Under the artistic directorship of Les Waters, Actors Theatre of Louisville’s (ATL’s) main-stage season intentionally integrates the energies and innovations of the theatre’s annual Humana Festival of New American Plays. Waters’s January 2015 revival and revision of Naomi Iizuka’s At the Vanishing Point, a memory play set in Louisville’s Butchertown neighborhood that was first produced at the Humana Festival in 2004 under his direction, acutely synthesized forces of emplacement and transcendence. Now undergoing gentrification, Butchertown lies east of downtown Louisville, only a few miles from ATL, and is the historic home to the meat-packing industry and the Kentucky School for the Blind. The neighborhood’s disused warehouses provided a place for site-specific staging in 2004, but the show moved into the theatre’s traditional auditorium in 2015.
Iizuka created the script out of interviews and research in Butchertown; ATL invited her back into workshop for the 2015 revival as well. The play employs only monologues. It begins with the “the photographer,” a figure based on Kentucky artist Ralph Eugene Meatyard. The action starts with Meatyard showing a blurry image on a portable projection screen. Having worked as an optometrist to support his photography, he reflects on the physiology of how the eye selects and arranges things, asking the audience to consider how we focus our perception. He tells a story about fitting a young solider for glasses and realizing that the young man had never seen the world unblurred before. Meatyard’s photography experimented with extreme closeup, with blurring, with overlap, with masked figures. He often took unadorned and haunting photos of his children. In photography the vanishing-point perspective creates a sense of depth, an illusion of energies stretching on into infinity. Similarly, the play provides closeups on Meatyard’s biography and a series of other life stories: those of the Henzel family, who worked in the hog-processing industry; and those of a bookkeeper and the blind actress he loved at the time of Louisville’s 1937 flood, when the Ohio River overflowed and hit hard in Butch-ertown, hence magnifying the deprivations of the Great Depression. All the stories blur, overlap, and connect to Meatyard as they move through the geography of the city’s meat-packing district. For instance, when the audience latterly understands that meat-packer Frank Henzel was the young soldier whom the photographer fitted for glasses, the grief of Frank’s death in Vietnam, already mourned in the monologues by his brother and his widow, wakens afresh.
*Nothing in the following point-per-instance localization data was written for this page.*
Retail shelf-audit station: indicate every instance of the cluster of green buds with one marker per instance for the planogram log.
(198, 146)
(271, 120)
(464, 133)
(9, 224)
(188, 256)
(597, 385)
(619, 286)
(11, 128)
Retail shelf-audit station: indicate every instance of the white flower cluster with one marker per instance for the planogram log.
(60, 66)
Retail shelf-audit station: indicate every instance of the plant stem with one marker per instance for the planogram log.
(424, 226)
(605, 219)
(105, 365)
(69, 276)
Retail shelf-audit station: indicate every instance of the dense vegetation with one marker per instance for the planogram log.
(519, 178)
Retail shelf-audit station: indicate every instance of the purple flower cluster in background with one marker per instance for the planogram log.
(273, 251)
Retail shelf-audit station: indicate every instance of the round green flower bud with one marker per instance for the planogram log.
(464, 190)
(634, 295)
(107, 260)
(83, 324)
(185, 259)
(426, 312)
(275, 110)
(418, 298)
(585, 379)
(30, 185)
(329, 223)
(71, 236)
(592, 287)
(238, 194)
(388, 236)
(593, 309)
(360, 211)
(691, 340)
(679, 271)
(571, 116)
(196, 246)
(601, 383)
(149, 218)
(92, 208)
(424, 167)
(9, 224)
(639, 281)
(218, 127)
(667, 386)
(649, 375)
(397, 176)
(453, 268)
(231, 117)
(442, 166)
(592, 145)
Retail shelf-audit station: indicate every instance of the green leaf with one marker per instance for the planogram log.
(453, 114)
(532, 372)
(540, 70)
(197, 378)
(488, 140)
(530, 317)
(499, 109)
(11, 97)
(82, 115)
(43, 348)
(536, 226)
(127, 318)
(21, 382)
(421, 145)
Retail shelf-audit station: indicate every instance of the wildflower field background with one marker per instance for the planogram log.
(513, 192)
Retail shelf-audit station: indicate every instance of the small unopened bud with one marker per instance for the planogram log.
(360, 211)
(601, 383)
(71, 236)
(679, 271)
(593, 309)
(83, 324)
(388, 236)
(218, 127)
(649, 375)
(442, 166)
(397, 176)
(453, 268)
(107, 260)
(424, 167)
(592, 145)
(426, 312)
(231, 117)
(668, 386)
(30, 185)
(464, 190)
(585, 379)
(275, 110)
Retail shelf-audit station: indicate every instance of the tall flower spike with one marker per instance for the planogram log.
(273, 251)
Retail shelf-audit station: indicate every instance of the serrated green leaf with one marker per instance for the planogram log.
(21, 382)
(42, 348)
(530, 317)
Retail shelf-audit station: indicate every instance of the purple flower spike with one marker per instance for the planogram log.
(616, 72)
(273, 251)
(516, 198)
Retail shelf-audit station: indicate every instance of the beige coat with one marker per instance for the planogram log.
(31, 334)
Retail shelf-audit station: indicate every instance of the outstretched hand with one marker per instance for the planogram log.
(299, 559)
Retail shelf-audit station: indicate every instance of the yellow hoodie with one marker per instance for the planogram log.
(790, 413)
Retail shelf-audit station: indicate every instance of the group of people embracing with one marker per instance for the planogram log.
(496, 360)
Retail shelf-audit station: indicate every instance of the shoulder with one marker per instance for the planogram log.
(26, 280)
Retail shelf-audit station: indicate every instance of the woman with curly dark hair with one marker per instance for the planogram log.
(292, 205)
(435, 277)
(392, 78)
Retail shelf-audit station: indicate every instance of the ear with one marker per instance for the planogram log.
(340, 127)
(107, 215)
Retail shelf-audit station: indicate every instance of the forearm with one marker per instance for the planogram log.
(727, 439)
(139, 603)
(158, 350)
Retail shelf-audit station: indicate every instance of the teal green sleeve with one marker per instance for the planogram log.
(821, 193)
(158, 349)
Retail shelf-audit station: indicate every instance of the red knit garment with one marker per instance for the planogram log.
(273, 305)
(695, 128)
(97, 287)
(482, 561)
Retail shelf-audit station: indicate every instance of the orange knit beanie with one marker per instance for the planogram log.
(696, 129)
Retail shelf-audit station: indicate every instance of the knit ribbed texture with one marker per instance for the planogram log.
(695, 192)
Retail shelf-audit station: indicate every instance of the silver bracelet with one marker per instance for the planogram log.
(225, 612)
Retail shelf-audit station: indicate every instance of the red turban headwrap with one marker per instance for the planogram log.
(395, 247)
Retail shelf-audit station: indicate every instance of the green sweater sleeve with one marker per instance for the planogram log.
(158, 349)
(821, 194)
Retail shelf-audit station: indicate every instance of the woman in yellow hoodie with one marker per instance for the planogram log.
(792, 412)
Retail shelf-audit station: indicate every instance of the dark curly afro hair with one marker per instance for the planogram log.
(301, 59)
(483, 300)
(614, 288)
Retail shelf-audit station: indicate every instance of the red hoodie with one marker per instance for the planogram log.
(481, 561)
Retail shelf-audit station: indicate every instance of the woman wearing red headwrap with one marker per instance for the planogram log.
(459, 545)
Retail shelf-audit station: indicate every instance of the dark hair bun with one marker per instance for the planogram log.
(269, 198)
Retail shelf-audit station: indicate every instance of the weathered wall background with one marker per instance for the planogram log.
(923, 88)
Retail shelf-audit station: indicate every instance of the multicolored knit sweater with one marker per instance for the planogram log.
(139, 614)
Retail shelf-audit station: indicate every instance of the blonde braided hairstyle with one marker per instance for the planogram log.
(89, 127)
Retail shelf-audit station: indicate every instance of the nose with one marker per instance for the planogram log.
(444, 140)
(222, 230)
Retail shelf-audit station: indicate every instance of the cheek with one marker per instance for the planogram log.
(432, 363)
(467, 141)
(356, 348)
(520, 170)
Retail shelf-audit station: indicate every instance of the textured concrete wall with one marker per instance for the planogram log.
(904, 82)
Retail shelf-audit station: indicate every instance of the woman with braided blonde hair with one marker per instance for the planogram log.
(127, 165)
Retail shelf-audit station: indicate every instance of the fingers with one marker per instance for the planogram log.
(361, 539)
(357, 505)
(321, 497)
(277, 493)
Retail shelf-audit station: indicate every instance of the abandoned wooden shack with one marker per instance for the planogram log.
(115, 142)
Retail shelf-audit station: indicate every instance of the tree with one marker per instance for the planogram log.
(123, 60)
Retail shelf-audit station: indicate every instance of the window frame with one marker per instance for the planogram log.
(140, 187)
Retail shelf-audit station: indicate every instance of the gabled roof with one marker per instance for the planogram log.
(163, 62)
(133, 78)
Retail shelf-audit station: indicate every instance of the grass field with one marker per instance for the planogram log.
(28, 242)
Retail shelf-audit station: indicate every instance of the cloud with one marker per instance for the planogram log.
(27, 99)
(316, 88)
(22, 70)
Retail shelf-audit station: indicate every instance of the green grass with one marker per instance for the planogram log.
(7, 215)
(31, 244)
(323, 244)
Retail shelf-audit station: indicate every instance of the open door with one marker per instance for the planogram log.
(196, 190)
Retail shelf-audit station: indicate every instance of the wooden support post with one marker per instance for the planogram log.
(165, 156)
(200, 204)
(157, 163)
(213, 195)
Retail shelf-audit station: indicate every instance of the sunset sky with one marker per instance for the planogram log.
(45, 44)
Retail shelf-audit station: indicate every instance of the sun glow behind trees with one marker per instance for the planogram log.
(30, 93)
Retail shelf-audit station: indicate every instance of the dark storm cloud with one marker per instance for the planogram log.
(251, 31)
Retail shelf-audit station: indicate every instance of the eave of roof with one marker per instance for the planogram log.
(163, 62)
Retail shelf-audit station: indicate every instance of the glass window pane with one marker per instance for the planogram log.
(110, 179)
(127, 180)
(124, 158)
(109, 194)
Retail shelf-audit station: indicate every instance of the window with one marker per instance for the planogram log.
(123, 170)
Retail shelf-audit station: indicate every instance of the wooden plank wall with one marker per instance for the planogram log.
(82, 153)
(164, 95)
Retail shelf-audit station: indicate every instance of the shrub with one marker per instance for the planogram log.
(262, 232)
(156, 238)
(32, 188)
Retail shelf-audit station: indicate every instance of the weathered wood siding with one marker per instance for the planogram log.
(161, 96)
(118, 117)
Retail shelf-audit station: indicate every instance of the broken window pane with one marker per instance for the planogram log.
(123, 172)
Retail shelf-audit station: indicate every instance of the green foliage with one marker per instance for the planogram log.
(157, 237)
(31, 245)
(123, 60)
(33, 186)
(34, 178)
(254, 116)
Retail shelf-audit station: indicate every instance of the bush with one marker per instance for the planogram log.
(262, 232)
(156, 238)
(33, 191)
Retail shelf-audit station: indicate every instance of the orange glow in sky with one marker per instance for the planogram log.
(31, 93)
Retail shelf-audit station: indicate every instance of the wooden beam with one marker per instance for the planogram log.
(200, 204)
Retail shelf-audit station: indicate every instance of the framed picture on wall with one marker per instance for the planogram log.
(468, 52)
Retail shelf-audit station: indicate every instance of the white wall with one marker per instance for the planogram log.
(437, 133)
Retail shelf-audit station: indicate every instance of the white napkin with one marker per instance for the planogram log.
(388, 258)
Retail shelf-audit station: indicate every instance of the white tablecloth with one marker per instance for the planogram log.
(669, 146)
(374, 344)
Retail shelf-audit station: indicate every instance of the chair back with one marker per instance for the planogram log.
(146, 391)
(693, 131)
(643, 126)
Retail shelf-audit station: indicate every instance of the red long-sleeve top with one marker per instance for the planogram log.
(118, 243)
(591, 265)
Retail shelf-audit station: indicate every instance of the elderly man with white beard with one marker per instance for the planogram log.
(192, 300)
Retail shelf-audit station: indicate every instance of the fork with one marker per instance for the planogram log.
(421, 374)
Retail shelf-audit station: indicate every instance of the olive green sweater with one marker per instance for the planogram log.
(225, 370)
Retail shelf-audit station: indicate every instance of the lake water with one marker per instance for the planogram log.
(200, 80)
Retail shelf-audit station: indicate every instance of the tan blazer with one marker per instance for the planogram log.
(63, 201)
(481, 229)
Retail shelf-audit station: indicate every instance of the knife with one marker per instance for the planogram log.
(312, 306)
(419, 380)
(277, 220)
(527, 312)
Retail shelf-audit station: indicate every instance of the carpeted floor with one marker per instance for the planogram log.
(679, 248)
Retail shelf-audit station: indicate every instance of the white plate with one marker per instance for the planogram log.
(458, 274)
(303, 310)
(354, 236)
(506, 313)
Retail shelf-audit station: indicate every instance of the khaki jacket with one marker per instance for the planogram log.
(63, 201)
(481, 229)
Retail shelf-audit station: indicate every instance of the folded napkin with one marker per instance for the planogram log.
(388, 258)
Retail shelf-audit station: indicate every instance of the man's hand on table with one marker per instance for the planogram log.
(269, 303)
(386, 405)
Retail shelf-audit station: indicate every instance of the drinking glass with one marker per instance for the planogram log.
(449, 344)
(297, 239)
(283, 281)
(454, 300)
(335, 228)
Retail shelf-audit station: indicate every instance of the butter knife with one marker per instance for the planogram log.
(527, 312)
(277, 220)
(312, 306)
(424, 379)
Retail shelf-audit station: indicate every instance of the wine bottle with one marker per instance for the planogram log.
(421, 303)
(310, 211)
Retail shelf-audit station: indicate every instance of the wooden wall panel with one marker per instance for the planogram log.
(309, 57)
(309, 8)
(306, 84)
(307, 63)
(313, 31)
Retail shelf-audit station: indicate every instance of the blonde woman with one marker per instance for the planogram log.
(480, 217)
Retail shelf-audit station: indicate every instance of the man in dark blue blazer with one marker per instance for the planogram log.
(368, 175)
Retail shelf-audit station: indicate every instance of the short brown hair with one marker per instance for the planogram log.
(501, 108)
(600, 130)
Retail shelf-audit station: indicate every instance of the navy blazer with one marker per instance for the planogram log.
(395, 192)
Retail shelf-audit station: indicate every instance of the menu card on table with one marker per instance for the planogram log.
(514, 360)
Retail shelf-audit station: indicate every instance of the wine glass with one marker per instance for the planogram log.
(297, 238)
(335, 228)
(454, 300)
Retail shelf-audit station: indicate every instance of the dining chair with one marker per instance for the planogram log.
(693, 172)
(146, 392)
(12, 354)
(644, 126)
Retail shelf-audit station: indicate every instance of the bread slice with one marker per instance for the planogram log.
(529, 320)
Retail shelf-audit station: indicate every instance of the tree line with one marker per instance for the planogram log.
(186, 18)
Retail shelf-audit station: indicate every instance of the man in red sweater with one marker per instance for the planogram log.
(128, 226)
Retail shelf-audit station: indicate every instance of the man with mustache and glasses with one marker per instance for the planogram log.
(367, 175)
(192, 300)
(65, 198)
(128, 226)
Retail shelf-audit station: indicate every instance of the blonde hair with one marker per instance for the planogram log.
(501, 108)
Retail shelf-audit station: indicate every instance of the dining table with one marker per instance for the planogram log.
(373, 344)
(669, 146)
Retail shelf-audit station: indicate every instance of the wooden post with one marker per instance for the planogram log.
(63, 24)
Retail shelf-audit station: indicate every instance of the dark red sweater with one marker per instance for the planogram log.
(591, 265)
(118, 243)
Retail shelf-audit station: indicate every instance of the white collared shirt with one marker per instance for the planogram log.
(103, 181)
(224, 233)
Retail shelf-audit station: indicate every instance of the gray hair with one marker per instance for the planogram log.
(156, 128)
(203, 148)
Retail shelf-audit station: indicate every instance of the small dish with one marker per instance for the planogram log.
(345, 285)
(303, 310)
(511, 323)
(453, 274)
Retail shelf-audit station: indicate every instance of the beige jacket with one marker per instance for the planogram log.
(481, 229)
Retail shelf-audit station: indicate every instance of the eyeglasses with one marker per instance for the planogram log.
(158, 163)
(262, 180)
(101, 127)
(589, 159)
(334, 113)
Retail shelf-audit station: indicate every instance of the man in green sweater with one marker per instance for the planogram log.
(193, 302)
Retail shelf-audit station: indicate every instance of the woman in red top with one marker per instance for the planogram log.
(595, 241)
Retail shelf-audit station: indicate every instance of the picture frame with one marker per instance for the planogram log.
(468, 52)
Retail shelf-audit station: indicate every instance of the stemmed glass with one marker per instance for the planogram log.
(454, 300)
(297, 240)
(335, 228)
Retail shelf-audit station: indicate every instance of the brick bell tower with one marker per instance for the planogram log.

In the 2015 production the mise en scène also conjured a sense of infinity and connection: Annie Smart’s set was monumental though simple, with a stunningly angled back wall, a raked forestage, and a patch of grass invoking Kentucky’s countryside on stage right. The space shimmered with light and video during sequences depicting the storm that caused the Ohio River to flood. At other points actors who played ghosts of the characters’ former selves ran in loping arcs across the expanse or stayed still, vivified by strong beams of light from the windows and doorways at different levels in the metallic back wall. Inhabiting this open and charged space, ATL’s At the Vanishing Point refused any fourth-wall division between stage and auditorium. Every character spoke directly to the audience; so much so that Bruce McKenzie’s performance as the photographer seemed so intimate, it felt unscripted. The stories accumulated into a structure defined by place rather than time: the river, the architecture, and the roads of Louisville [End Page 710] felt present in the storytelling, but the performance also seemed to happen in a shared space of memory whether one knew Louisville well or not. We were in the same space of mind and feeling.